The fragmentation problem, made concrete
Three source databases. Three customers spread across them. No single source of truth. Every formal model below addresses one slice of this problem.
Every tier-1 bank lives with this. Core banking owns accounts. Cards is its own legacy system, often acquired. Wealth Management runs on a third platform with a different customer model. The same human appears in all three — under slightly different identities. The job of the knowledge graph is to know they're the same person, to know what each system says about them, and to know which assertion came from where.
- Tab 01 — Fellegi-Sunter (1969). Probabilistic record linkage. Watch Sarah Chen's three records compute m-probabilities, u-probabilities, log-likelihood ratio. See the match decision emerge from the math.
- Tab 02 — RIGOR (2025). Retrieval-Augmented Ontology Generation. Watch an LLM-style iterative process build OWL axioms from the three schemas, table by table, with provenance tags.
- Tab 03 — Provenance Semirings (Green-Karvounarakis-Tannen, 2007). Marcus's transaction propagates through a join. See the polynomial annotation track every source tuple that contributed.
- Tab 04 — The Unified KG. Everything composed. Entities resolved. Ontology applied. Provenance attached. Interactive graph.
Fellegi-Sunter on Sarah Chen
Three records. Same human? The 1969 model says: compute m and u probabilities per field, sum the log-likelihood ratios, apply the threshold. Watch it happen.
For each comparable field, compute m (P[agree | match]) and u (P[agree | non-match]). Sum log2(m/u) across fields → match weight. Compare to upper and lower thresholds to classify as MATCH, POSSIBLE, or NON-MATCH.
Modern implementations: Splink applies Fellegi-Sunter at scale via expectation-maximisation (no labels needed). Ditto uses fine-tuned BERT for transformer-based matching. Both end at the same place — a confidence score and a canonical entity.
RIGOR — schemas to OWL, iteratively
The 2025 model: an LLM iterates table by table, retrieves from domain ontologies (FIBO, schema.org), and builds an OWL 2 DL ontology with provenance-tagged delta fragments. Watch it work.
For each table: retrieve schema + domain ontology + growing core ontology → prompt Gen-LLM → produce delta-ontology fragment → Judge-LLM validates → merge into core. Iterate following foreign-key constraints.

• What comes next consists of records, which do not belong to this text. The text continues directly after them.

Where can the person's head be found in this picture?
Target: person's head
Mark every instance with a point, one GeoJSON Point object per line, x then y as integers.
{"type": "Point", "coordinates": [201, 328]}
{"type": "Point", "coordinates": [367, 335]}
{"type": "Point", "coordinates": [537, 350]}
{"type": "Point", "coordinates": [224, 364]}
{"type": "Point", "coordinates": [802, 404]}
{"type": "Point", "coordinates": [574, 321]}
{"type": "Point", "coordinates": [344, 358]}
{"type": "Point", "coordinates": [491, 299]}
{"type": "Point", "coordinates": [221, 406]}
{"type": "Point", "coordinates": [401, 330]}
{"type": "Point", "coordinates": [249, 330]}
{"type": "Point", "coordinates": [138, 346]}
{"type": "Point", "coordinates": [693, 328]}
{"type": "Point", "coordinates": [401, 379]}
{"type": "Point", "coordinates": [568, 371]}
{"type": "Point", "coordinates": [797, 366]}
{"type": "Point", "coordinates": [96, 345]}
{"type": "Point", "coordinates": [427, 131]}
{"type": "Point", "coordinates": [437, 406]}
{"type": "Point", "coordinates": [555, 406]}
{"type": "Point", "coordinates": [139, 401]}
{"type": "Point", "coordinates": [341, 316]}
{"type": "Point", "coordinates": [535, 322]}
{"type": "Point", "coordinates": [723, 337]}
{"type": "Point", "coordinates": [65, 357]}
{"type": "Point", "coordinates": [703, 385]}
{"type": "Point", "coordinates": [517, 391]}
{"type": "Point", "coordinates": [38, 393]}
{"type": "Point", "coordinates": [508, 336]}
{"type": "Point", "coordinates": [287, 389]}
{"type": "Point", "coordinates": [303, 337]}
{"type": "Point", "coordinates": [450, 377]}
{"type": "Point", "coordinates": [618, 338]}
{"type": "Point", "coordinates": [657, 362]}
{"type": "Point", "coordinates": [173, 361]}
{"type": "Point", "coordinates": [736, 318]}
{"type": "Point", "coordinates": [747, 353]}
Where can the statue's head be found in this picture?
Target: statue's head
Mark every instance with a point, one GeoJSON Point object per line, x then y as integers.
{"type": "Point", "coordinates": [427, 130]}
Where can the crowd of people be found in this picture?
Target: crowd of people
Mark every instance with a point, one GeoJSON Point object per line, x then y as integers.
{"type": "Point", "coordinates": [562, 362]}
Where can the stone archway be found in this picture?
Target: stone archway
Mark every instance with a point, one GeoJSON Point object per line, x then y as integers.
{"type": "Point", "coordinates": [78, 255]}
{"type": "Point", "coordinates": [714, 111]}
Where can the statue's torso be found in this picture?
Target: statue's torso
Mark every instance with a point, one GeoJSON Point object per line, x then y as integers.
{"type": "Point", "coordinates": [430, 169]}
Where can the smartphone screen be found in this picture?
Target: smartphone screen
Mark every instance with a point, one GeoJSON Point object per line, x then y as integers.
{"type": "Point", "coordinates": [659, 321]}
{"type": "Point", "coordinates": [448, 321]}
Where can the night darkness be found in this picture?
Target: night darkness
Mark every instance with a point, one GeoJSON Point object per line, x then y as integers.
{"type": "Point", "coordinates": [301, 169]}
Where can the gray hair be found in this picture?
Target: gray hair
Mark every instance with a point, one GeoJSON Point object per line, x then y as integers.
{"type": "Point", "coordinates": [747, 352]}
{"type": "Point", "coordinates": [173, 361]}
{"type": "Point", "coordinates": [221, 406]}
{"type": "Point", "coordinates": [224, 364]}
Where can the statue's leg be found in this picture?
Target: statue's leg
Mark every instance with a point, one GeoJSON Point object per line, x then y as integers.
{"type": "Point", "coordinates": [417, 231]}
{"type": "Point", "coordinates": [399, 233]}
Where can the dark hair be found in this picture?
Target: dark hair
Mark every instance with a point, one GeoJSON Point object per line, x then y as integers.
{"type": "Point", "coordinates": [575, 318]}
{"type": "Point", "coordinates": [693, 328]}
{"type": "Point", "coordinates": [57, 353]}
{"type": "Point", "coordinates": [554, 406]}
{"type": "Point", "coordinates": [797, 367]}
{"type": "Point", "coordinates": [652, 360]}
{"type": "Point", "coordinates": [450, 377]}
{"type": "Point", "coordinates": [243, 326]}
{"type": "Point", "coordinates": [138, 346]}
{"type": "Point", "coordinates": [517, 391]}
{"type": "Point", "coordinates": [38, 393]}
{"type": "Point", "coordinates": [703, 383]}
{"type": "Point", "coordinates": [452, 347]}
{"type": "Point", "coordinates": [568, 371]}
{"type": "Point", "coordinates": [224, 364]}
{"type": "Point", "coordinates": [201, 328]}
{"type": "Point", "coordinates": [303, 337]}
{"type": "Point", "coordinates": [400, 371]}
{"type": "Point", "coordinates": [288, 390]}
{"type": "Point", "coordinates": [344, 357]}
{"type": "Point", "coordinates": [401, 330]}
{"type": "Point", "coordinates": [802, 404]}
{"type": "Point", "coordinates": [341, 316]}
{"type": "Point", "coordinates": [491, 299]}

R2RML (W3C 2012) — declarative relational-to-RDF mapping language. You write the mapping. RML (Ghent 2014) — extends R2RML to CSV, JSON, XML. RIGOR (2025) — the LLM writes the mapping AND the ontology, iteratively. Same end-state (OWL ontology + RDF instances), three orders of magnitude less human effort.
Marcus Aldridge's transaction → BCBS report
Green-Karvounarakis-Tannen (PODS 2007) — track which source tuples contributed to every derived fact, as a polynomial over a semiring. Watch the algebra propagate.

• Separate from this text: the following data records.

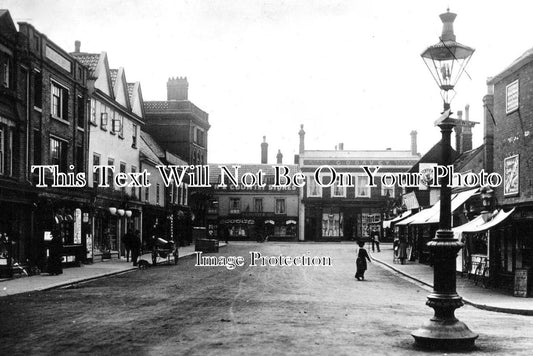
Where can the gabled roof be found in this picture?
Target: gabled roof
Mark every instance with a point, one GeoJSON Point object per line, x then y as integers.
{"type": "Point", "coordinates": [7, 25]}
{"type": "Point", "coordinates": [90, 60]}
{"type": "Point", "coordinates": [469, 157]}
{"type": "Point", "coordinates": [524, 59]}
{"type": "Point", "coordinates": [434, 155]}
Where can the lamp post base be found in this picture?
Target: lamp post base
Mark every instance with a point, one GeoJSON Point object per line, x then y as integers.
{"type": "Point", "coordinates": [444, 331]}
{"type": "Point", "coordinates": [444, 334]}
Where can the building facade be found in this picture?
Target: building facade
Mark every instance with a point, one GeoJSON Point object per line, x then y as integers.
{"type": "Point", "coordinates": [353, 212]}
{"type": "Point", "coordinates": [114, 125]}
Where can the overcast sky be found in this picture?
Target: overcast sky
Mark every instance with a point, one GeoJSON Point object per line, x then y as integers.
{"type": "Point", "coordinates": [350, 71]}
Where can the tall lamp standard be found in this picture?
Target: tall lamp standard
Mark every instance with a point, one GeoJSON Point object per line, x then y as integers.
{"type": "Point", "coordinates": [446, 61]}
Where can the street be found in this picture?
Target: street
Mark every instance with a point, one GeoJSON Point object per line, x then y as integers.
{"type": "Point", "coordinates": [184, 309]}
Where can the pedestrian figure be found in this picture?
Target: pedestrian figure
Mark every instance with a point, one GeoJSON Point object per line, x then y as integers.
{"type": "Point", "coordinates": [55, 255]}
{"type": "Point", "coordinates": [127, 240]}
{"type": "Point", "coordinates": [135, 245]}
{"type": "Point", "coordinates": [402, 254]}
{"type": "Point", "coordinates": [360, 262]}
{"type": "Point", "coordinates": [375, 241]}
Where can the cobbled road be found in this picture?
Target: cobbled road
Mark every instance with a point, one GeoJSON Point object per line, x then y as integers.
{"type": "Point", "coordinates": [191, 310]}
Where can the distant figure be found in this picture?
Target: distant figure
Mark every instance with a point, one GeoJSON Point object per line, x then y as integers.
{"type": "Point", "coordinates": [135, 245]}
{"type": "Point", "coordinates": [402, 254]}
{"type": "Point", "coordinates": [55, 256]}
{"type": "Point", "coordinates": [360, 262]}
{"type": "Point", "coordinates": [375, 240]}
{"type": "Point", "coordinates": [127, 240]}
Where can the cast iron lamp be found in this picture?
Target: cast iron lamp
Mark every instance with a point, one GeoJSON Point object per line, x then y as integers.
{"type": "Point", "coordinates": [446, 61]}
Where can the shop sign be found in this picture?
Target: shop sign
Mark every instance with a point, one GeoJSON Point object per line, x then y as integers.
{"type": "Point", "coordinates": [77, 226]}
{"type": "Point", "coordinates": [89, 244]}
{"type": "Point", "coordinates": [511, 176]}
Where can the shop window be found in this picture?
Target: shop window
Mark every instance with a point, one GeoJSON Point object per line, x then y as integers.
{"type": "Point", "coordinates": [96, 162]}
{"type": "Point", "coordinates": [313, 189]}
{"type": "Point", "coordinates": [58, 153]}
{"type": "Point", "coordinates": [280, 206]}
{"type": "Point", "coordinates": [332, 224]}
{"type": "Point", "coordinates": [258, 205]}
{"type": "Point", "coordinates": [234, 205]}
{"type": "Point", "coordinates": [362, 189]}
{"type": "Point", "coordinates": [123, 170]}
{"type": "Point", "coordinates": [59, 102]}
{"type": "Point", "coordinates": [110, 162]}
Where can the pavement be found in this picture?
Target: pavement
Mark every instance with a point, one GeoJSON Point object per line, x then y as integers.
{"type": "Point", "coordinates": [76, 275]}
{"type": "Point", "coordinates": [477, 296]}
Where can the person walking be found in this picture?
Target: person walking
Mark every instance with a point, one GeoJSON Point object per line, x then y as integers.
{"type": "Point", "coordinates": [402, 254]}
{"type": "Point", "coordinates": [127, 241]}
{"type": "Point", "coordinates": [375, 241]}
{"type": "Point", "coordinates": [135, 245]}
{"type": "Point", "coordinates": [360, 262]}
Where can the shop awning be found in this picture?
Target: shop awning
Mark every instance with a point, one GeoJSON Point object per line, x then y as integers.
{"type": "Point", "coordinates": [478, 224]}
{"type": "Point", "coordinates": [458, 199]}
{"type": "Point", "coordinates": [432, 215]}
{"type": "Point", "coordinates": [387, 223]}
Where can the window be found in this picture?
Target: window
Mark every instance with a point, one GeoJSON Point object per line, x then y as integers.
{"type": "Point", "coordinates": [387, 190]}
{"type": "Point", "coordinates": [38, 90]}
{"type": "Point", "coordinates": [5, 73]}
{"type": "Point", "coordinates": [81, 112]}
{"type": "Point", "coordinates": [96, 162]}
{"type": "Point", "coordinates": [258, 205]}
{"type": "Point", "coordinates": [280, 206]}
{"type": "Point", "coordinates": [59, 102]}
{"type": "Point", "coordinates": [110, 162]}
{"type": "Point", "coordinates": [134, 137]}
{"type": "Point", "coordinates": [133, 189]}
{"type": "Point", "coordinates": [234, 205]}
{"type": "Point", "coordinates": [313, 189]}
{"type": "Point", "coordinates": [362, 189]}
{"type": "Point", "coordinates": [337, 191]}
{"type": "Point", "coordinates": [123, 170]}
{"type": "Point", "coordinates": [6, 144]}
{"type": "Point", "coordinates": [103, 120]}
{"type": "Point", "coordinates": [58, 153]}
{"type": "Point", "coordinates": [93, 112]}
{"type": "Point", "coordinates": [80, 162]}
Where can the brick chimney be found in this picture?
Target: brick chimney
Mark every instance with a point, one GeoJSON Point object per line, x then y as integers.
{"type": "Point", "coordinates": [459, 132]}
{"type": "Point", "coordinates": [177, 88]}
{"type": "Point", "coordinates": [302, 136]}
{"type": "Point", "coordinates": [466, 139]}
{"type": "Point", "coordinates": [488, 134]}
{"type": "Point", "coordinates": [264, 151]}
{"type": "Point", "coordinates": [414, 149]}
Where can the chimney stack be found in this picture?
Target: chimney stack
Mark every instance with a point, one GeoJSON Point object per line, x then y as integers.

Annotate each source tuple with a variable. Join (⊗) multiplies. Union (⊕) adds. The result is a polynomial that captures HOW each output tuple was derived — and lets you compute trust, probability, multiplicity by evaluating the same polynomial in different semirings.

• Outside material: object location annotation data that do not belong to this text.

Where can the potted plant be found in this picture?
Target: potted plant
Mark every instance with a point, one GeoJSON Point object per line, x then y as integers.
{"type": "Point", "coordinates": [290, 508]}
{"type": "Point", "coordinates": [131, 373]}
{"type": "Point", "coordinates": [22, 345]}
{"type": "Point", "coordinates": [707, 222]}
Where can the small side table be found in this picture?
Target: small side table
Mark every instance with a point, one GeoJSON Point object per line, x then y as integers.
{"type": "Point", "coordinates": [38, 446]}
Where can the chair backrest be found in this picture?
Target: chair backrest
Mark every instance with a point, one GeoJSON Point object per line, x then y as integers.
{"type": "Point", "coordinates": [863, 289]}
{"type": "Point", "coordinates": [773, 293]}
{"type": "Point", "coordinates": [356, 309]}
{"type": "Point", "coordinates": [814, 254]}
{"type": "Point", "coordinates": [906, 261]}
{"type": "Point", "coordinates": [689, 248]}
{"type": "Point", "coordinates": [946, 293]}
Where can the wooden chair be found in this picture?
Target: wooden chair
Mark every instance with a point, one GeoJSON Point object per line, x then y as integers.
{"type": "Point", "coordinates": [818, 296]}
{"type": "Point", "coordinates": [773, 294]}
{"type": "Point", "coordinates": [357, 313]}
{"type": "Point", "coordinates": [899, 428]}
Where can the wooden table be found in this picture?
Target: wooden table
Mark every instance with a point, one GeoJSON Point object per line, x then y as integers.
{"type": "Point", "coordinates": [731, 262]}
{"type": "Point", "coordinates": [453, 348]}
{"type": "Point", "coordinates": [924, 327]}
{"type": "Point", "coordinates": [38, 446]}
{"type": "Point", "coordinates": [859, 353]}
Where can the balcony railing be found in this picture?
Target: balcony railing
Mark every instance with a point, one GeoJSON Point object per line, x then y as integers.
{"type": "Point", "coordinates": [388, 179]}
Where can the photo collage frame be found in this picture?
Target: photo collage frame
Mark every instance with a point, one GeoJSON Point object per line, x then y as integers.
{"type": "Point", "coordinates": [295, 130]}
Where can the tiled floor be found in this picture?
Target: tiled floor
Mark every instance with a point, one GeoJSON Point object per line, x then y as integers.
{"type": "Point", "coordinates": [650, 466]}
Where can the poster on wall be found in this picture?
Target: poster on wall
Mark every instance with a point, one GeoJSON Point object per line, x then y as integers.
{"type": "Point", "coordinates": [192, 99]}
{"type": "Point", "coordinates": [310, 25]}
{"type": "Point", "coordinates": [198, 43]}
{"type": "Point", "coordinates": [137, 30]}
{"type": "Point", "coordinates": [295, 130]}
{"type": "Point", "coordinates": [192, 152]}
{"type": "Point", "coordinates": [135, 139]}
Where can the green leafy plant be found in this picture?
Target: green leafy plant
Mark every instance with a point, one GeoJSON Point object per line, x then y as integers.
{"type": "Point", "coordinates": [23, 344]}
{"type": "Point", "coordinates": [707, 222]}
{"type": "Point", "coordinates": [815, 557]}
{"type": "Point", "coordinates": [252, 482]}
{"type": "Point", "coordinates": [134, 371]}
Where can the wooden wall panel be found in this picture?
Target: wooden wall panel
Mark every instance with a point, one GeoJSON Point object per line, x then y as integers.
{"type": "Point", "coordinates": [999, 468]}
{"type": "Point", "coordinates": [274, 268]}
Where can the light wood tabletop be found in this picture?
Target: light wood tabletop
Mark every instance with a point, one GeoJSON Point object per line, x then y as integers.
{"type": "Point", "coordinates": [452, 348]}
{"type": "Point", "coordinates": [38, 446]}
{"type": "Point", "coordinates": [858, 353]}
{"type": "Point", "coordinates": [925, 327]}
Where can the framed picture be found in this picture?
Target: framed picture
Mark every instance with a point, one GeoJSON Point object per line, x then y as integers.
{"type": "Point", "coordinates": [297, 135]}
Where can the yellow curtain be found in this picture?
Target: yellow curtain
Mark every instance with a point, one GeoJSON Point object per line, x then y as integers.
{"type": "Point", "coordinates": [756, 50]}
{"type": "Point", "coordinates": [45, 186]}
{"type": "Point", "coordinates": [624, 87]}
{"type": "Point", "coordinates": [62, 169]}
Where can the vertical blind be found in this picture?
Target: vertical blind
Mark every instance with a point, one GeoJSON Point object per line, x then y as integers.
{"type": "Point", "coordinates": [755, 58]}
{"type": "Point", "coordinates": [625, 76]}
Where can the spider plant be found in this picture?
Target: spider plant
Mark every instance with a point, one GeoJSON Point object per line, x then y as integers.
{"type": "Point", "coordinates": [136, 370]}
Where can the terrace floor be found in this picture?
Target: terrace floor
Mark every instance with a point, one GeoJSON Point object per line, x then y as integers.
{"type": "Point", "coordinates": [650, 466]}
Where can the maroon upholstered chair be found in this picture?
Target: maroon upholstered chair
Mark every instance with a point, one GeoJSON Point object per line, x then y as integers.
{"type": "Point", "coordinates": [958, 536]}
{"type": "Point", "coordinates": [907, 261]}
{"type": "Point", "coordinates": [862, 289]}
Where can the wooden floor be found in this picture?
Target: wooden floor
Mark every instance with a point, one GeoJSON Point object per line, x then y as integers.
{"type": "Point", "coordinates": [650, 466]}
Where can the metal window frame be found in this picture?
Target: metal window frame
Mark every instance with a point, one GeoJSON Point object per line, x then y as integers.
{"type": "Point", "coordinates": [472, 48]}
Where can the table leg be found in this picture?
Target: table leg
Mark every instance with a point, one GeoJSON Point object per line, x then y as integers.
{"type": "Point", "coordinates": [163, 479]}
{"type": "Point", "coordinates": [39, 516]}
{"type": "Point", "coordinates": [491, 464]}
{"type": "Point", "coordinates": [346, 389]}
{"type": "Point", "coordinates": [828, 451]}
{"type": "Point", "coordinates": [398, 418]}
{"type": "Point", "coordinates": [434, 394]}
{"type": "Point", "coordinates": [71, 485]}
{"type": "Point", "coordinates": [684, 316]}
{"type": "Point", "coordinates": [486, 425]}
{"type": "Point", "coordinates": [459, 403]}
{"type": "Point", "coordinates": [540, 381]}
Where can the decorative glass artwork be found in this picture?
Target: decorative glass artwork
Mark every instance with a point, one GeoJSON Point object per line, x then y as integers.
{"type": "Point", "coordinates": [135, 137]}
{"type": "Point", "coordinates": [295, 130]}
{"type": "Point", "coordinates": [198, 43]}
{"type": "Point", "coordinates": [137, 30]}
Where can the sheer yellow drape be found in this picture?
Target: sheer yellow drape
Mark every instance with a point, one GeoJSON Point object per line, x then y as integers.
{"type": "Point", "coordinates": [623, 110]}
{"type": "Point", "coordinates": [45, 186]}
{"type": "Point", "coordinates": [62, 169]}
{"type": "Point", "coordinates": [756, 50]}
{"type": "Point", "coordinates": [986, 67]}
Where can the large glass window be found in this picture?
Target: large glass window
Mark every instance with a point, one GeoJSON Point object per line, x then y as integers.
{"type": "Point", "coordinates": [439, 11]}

The semiring polynomial is the algebraic layer. W3C PROV is the standard representation: three node types (Entity, Activity, Agent), five core relations (wasGeneratedBy, used, wasAssociatedWith, wasDerivedFrom, wasAttributedTo). Every modern lineage tool emits PROV-compatible events.
The Unified Knowledge Graph
Entities resolved (Fellegi-Sunter). Ontology applied (RIGOR). Provenance attached (Semirings + PROV). The graph below is the composition of every model above, on Meridian Bank's actual data.
Toggle the layers to see how each formal model contributes a different facet of the same knowledge graph. Click any node to see its provenance and attestations.
Three real people. Three formal models. One queryable graph. Every claim in the graph is attributable to a source row, defended by an ontology axiom, and traceable through PROV. That is the academic contract.